Yesterday Theia started sneezing and I prayed for her confidently, trusting that there was power in my prayer even if I didn’t see the circumstances change immediately but just resting that Jesus’s got this.
Just a month ago before I was set free from my fear of the kids falling sick, every single time she sneezed I would feel anxiety in my body. I would get so tensed imagining that the germs were flying all over the house and onto Zoe and spreading everywhere. I would be stressed. I’m embarrassed to say this but I would even feel a little frustrated with her for sneezing again even though it wasn’t her fault! I gave her vitamins and we were taking sambucol and cold and flu hylands for almost 2 months but she just would not stop sneezing and sniffling! I even thought that she had sinus.
I finally let it go to Jesus. God, help me live the let go life, I let this fear go! I kept declaring that even if a thousand viruses would fall all around us it will not come near us as psalm 91 said.
She still has some phlegm as I type right now but that intense fear is gone. Fear, I am done with you! The real battle to trust came when Zoe suddenly broke out in rashes for NO REASON. If I had tried to trace the “trigger” I would have to fear life itself. I would have to fear everything in the air, the playground, detergent, anything and everything since “anything” could have triggered it.
I knew this was an attack because I had literally just declared and prayed over our children and moms the day before declaring that no weapon formed against our children would prosper – but did I really believe it and would I be able to fight off all the voices that tell me that it’s only “normal” for kids to fall sick so often? That allergies and rashes are so common? That we should expect our kids to even fall sick all the time to build their immunity? I had believed those lies for so long since moving back and I realized that the more I tried to protect my kids from the invisible germs, the more they fell sick! The more stressed up I got, the more I sanitized my hands, the more I tried to fight this “invisible” war of viruses and germs, the more I was losing a battle – the battle to trust that God is looking after my kids, loves them more than I do, and that Jesus paid the price for all of this!!! Fever, HFMD, cold and flu, it is FINISHED!
This morning I was pleasantly surprised but not shocked when Aletheia delightfully exclaimed to me that she stopped sneezing!
She was well for a long time and suddenly started sneezing yesterday. This morning she was all smiles when she said “Mama!!! I’m not sneezing anymore because you prayed for me!!!! God is SOO GOOD, right ?!!!!!” ❤️ wow…. I said YES , he IS !!!!!!!!
Left, right, centre…. the devil has just been whacking us moms upside down with the fear of our kids being sick!
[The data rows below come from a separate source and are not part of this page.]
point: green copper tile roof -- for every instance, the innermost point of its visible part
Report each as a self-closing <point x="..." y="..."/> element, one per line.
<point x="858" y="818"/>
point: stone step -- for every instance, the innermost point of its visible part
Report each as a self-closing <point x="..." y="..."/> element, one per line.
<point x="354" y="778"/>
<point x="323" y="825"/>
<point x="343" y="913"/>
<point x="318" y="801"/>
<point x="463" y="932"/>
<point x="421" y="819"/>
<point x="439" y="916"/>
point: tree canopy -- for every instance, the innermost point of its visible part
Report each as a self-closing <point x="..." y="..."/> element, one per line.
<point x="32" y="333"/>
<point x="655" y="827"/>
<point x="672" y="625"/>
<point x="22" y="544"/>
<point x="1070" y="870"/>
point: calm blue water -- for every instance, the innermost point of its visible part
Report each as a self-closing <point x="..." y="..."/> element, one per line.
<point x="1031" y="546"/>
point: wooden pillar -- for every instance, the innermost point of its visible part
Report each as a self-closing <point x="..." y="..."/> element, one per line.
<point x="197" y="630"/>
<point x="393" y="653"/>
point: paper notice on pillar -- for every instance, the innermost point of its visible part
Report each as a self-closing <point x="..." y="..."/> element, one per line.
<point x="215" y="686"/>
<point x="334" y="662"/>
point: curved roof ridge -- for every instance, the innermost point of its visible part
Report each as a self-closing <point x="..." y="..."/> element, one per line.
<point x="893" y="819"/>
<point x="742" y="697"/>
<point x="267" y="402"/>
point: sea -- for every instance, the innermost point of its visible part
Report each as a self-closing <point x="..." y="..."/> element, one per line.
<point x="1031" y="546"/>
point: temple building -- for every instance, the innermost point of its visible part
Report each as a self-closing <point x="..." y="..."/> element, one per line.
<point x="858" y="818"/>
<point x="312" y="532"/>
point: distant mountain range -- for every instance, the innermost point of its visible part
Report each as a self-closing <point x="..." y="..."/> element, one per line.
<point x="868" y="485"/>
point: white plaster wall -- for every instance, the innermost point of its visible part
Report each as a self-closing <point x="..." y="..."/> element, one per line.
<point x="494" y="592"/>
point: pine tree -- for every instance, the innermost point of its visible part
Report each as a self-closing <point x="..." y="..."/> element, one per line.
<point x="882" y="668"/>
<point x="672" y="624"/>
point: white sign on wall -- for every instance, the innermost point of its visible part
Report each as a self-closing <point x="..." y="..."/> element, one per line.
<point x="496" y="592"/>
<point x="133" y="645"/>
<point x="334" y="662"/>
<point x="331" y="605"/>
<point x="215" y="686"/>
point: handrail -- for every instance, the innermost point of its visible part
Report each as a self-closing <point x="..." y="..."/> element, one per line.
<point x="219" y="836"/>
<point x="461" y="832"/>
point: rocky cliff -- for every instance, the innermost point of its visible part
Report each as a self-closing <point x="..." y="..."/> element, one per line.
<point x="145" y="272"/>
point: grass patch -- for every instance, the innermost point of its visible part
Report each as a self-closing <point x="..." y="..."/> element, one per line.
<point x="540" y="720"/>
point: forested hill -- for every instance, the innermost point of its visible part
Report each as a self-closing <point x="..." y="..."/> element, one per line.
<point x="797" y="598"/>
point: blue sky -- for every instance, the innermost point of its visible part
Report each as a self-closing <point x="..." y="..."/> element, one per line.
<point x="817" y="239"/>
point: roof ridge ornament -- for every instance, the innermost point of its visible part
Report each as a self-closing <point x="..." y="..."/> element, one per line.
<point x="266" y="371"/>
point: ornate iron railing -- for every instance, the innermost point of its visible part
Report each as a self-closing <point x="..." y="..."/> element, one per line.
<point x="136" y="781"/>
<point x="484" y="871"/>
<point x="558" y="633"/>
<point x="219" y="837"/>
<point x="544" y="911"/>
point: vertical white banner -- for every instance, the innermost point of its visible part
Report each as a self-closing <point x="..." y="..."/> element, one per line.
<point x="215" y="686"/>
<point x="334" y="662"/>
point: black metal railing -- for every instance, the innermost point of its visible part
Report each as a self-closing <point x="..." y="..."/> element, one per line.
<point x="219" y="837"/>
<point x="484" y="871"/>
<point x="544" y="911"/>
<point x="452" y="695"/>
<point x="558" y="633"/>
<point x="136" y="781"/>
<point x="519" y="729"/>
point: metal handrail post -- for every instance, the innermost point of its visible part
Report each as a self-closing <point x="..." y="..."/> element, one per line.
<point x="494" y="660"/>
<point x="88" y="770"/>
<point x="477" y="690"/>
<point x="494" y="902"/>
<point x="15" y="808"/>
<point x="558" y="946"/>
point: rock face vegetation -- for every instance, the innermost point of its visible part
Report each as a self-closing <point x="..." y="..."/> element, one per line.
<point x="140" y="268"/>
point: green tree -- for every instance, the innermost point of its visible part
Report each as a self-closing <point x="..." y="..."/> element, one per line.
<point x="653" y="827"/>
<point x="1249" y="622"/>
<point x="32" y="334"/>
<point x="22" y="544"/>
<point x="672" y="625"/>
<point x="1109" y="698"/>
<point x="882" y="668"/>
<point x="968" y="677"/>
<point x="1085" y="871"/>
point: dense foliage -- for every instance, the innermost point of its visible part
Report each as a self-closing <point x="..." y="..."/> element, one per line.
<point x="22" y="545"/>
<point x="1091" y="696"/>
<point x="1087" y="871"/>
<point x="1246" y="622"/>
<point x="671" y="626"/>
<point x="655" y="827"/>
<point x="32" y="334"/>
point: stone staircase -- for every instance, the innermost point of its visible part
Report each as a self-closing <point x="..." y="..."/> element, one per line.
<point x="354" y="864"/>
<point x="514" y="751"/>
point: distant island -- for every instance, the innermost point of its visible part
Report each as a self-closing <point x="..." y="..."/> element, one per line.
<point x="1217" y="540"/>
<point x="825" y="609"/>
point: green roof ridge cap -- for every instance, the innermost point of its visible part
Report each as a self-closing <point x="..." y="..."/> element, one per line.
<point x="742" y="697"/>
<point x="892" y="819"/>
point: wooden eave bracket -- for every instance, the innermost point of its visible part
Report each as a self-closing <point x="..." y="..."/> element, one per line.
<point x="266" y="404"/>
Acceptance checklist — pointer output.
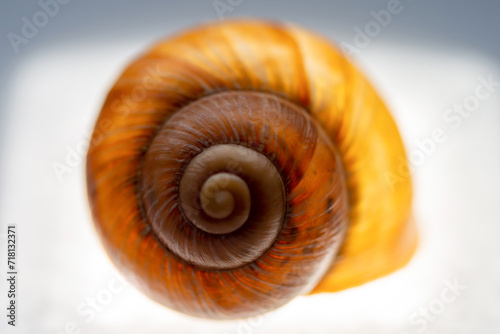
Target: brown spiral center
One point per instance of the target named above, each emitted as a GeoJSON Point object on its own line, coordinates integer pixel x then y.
{"type": "Point", "coordinates": [221, 181]}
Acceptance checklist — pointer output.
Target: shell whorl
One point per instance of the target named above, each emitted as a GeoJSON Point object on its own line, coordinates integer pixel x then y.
{"type": "Point", "coordinates": [230, 163]}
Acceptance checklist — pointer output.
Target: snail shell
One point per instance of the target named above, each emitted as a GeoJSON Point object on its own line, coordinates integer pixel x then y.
{"type": "Point", "coordinates": [238, 165]}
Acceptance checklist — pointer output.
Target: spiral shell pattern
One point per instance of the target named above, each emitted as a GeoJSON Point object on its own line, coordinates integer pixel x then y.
{"type": "Point", "coordinates": [287, 131]}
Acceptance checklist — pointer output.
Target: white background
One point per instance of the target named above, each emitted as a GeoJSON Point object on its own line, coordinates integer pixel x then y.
{"type": "Point", "coordinates": [427, 59]}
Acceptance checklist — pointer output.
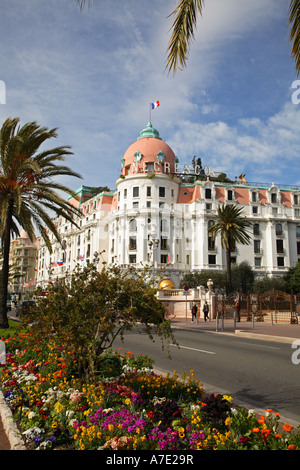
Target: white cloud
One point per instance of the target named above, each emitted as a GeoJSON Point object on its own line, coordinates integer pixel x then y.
{"type": "Point", "coordinates": [253, 146]}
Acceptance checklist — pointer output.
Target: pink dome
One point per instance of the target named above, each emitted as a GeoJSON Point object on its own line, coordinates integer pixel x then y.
{"type": "Point", "coordinates": [149, 151]}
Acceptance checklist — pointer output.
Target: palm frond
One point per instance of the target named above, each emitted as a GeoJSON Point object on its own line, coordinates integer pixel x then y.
{"type": "Point", "coordinates": [182, 32]}
{"type": "Point", "coordinates": [294, 21]}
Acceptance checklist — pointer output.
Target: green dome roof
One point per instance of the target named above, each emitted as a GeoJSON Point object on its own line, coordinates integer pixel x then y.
{"type": "Point", "coordinates": [149, 132]}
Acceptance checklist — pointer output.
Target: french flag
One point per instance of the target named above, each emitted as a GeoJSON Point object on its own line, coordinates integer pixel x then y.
{"type": "Point", "coordinates": [155, 104]}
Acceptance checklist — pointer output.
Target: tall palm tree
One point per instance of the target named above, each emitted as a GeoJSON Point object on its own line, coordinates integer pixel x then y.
{"type": "Point", "coordinates": [231, 225]}
{"type": "Point", "coordinates": [28, 192]}
{"type": "Point", "coordinates": [185, 21]}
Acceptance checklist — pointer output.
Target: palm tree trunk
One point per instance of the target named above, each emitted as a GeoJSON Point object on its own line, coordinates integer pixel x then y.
{"type": "Point", "coordinates": [228, 270]}
{"type": "Point", "coordinates": [5, 267]}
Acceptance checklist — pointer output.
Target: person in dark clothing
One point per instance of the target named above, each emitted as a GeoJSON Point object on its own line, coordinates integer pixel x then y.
{"type": "Point", "coordinates": [194, 312]}
{"type": "Point", "coordinates": [237, 307]}
{"type": "Point", "coordinates": [206, 311]}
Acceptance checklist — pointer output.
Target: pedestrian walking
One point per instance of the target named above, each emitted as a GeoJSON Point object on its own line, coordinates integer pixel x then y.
{"type": "Point", "coordinates": [237, 307]}
{"type": "Point", "coordinates": [194, 312]}
{"type": "Point", "coordinates": [206, 311]}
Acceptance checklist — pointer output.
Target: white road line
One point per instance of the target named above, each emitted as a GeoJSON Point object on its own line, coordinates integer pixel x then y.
{"type": "Point", "coordinates": [193, 349]}
{"type": "Point", "coordinates": [255, 345]}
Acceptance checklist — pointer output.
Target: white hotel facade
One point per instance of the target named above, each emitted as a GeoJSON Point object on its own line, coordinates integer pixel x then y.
{"type": "Point", "coordinates": [159, 216]}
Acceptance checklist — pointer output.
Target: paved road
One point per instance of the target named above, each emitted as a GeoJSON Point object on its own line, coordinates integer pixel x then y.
{"type": "Point", "coordinates": [259, 374]}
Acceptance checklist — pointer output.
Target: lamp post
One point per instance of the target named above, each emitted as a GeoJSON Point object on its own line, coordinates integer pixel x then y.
{"type": "Point", "coordinates": [153, 245]}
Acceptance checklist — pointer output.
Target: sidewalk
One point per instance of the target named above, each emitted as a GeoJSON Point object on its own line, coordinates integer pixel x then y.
{"type": "Point", "coordinates": [280, 332]}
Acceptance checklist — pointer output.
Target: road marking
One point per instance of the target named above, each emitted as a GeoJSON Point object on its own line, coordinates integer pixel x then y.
{"type": "Point", "coordinates": [193, 349]}
{"type": "Point", "coordinates": [256, 345]}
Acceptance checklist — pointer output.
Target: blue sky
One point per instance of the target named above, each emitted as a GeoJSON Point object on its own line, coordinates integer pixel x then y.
{"type": "Point", "coordinates": [93, 73]}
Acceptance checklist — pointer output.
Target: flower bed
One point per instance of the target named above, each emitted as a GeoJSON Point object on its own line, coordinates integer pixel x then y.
{"type": "Point", "coordinates": [133, 410]}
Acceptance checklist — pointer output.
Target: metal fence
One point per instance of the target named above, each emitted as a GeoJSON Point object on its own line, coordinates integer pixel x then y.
{"type": "Point", "coordinates": [277, 306]}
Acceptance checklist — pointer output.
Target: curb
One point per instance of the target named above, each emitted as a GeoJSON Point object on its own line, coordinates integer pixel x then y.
{"type": "Point", "coordinates": [10, 427]}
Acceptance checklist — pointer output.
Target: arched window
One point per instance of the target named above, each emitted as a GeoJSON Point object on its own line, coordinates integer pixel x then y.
{"type": "Point", "coordinates": [278, 229]}
{"type": "Point", "coordinates": [256, 229]}
{"type": "Point", "coordinates": [132, 225]}
{"type": "Point", "coordinates": [211, 240]}
{"type": "Point", "coordinates": [163, 225]}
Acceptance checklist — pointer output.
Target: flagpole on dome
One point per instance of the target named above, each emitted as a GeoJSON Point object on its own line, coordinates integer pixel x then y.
{"type": "Point", "coordinates": [153, 106]}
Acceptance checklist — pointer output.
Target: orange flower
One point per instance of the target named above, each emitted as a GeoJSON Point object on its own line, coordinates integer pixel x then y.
{"type": "Point", "coordinates": [287, 427]}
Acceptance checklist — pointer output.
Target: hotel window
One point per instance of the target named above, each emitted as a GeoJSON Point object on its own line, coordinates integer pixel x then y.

And can I tell you? I don’t know about you but I am personally SICK of it !
Just this week alone I so many moms I know have shared that they are going through health problems with their kids.
Mamas, can we pray together? It does NOT have to be this way. I reject the lie that our kids HAVE to fall sick to build their immunity! The blood of Jesus protects them and the blood of Jesus does not have viruses and diseases. Jesus said that he came to HEAL the SICK, raise the DEAD and cast out demons. He said that By HIS Stripes we have been healed – and that includes our children! He said LET the little children COME to him! How precious are our children to him? Would we let them COME to him? Yes! Let’s give our children’s health to Jesus! Cast all our cares upon him because he cares for us! Jesus, you can have our children! Spirit of fear, we do not partner with you. We will NOT fear viruses and germs and HFMD because it has no hold over our kids and us. Our kids are SET apart ! They are IN the world but they are not OF the world. In Jesus’s name we speak to cold, flu, fever, herpangina, HFMD germs and command them to be plucked out of their roots and thrown into the sea wherever they are , in Jesus name!